- Solana price sustains recovery rally, but daily active addresses doesn’t mirror this outlook.
- Solana Foundation's head of strategy Austin Federa attributes this disparity to reduced bots as human users continue to abound.
- With human users’ wallets paying fees and retention data still strong, SOL could continue the rise.
Solana (SOL) price shows strong bullish momentum, which has seen the Ethereum (ETH) killer break out from a descending parallel channel. Strangely, the daily active addresses on-chain metric fails to mirror this optimism, which is unorthodox considering the two parameters conventionally to go hand in hand.
Solana price loses parity with daily active addresses metric
Solana (SOL) price is on a steady recovery rally after a 45% slide as the altcoin consolidated within a bearish technical formation. However, after finding support at $17.29, SOL continue to nurture a recovery rally steered by bullish momentum from the demand zone indicated by a green order block in the chart below at around the $18.00 psychological level.
SOL/USDT 1-day chart
However, there are concerns about the volume of the number of daily active addresses failing to mirror the optimism indicated by Solana price.

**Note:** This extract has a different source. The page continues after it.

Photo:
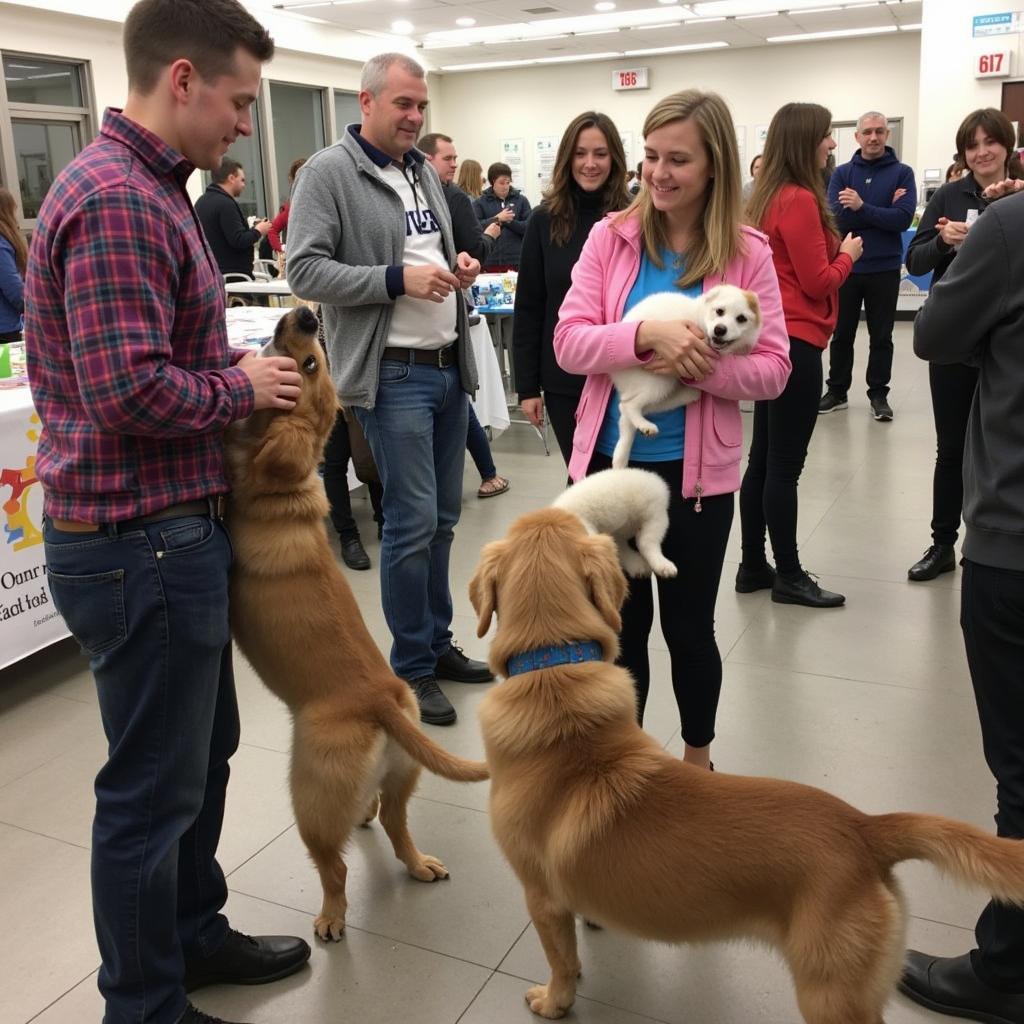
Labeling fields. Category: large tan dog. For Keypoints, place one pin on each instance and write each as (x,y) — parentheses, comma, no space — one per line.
(294,616)
(597,819)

SOL daily active addresses
Speaking to The Block, Solana Foundation's head of strategy Austin Federa attributed the disparity to reduced bots as human users continue to abound.
According to Federa, the number of daily active users has reduced because of the elimination of bots running on the Solana network. Meanwhile, actual humans, who represent wallets paying network fees, are the ones driving the recovery rally, with their numbers displaying the actual retention data.
Reduced bots on Solana
Federa explains that recent network upgrades have led to the elimination of economic incentives for bots to operate on the Solana network. Without incentives, the bots have reduced significantly.
He also attributes the reduced bots to the Solana network introducing a feature similar to the one on Ethereum, where traders using bots for arbitrage of NFT minting can now pay a priority fee instead of using the bots.
Solana transaction fees
Meanwhile, Solana transaction fees paint a different picture. Notably, transaction fees is a better metric for determining an assets directional bias as it depicts a better picture of the amount of capital users are willing to pay for using a blockchain at any given time.
SOL transaction fees
Data from DeFiLlama shows a steady increase in transaction fees on the Solana network between November 2022 and September 2023, moving from $23,680 to the current $46,430. This represents a 96% rise in ten months.
Cryptocurrency metrics FAQs
What is circulating supply?
The developer or creator of each cryptocurrency decides on the total number of tokens that can be minted or issued. Only a certain number of these assets can be minted by mining, staking or other mechanisms. This is defined by the algorithm of the underlying blockchain technology. Since its inception, a total of 19,445,656 BTCs have been mined, which is the circulating supply of Bitcoin. On the other hand, circulating supply can also be decreased via actions such as burning tokens, or mistakenly sending assets to addresses of other incompatible blockchains.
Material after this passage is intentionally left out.